結果的に「斎藤の本当の写真」が発見されたのは2015年秋の事でした。その写真は冒頭に載せた写真です。写真は明治30年(1897年)のもので、その顔は「死線をくぐり抜けた男」そのものでした。勉の証言に基づいた肖像画も目元は近い気もします。
死後100年が経ち、斎藤の素顔はようやく判明したのでした。
逸話2「るろうに剣心に登場!牙突は実際の技がモデル」
謎の多い生涯から斎藤は様々な創作に登場しています。その中で最も有名なのが「るろうに剣心」に登場する斎藤一でしょう。
作中の斎藤は己の信念である「悪・即・斬」を貫き、剣心のライバル的存在として描かれています。完全に創作のキャラクターですが、やはり作者の和月伸宏も史実の斎藤一を多少なりとも参考にしています。
そんな斎藤の必殺技が「牙突」です。これは刀をビリヤードのキューを構えたような姿勢で標的を貫くもの。牙突はるろうに剣心の創作ですが、モデルは史実の斎藤の得意技である「左片手一本突き」。
新撰組は突き技を重要視していましたが、それは一突きで急所を仕留められるからです。牙突は真似しやすく、インパクトの高さから、多くの少年が真似をしました。今でも、るろうに剣心の斎藤一といえば、牙突をイメージする人が多いかもしれません。
逸話3「剣術は晩年も衰えなかった」
斎藤の剣術は晩年になっても衰える事はありませんでした。それを裏付けるエピソードがあります。それは大正から昭和にかけて名を馳せた剣術家・山本忠次郎が出会った「謎の老人」です。

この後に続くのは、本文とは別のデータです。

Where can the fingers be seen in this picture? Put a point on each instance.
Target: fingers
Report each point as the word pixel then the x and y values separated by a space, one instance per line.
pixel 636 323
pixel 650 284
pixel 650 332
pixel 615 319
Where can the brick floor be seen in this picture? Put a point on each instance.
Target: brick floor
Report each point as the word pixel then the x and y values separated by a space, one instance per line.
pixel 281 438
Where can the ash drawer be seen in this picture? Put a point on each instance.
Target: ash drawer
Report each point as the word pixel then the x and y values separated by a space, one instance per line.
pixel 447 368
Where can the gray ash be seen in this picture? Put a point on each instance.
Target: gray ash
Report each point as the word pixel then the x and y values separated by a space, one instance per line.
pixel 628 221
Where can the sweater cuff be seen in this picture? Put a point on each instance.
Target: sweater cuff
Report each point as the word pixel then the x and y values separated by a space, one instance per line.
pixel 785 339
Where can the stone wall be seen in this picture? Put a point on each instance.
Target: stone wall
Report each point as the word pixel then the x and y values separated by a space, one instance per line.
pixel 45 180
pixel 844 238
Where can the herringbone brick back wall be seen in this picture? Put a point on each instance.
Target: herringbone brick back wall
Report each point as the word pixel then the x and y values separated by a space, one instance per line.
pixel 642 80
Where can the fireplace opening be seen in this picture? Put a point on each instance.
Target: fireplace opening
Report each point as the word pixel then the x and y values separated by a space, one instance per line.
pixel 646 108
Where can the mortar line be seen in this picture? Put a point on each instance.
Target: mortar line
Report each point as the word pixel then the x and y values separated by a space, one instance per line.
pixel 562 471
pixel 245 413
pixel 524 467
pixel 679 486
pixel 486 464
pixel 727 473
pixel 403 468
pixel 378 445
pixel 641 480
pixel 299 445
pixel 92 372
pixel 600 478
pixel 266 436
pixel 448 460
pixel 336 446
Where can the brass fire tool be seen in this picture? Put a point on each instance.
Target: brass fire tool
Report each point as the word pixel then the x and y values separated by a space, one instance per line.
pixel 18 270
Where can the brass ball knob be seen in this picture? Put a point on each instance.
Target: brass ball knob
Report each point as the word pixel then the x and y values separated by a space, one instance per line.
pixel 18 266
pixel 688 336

明治末、山本は木に吊るした空き缶を竹刀で突く練習をしていました。すると「とある老人」が現れます。そして山本の竹刀で空き缶を揺れる事なく貫通させる離れ業を見せたのです。
その後も老人は山本に「突き技は突く動作よりも引く動作、構えを素早く元になおす動作の方が大切」とアドバイスしています。山本は最後までその老人が誰か分からなかったものの、斎藤と山本はその頃は同じ町内に住んでいました。
果たしてその老人が斎藤だったのか。今となっては分かりません。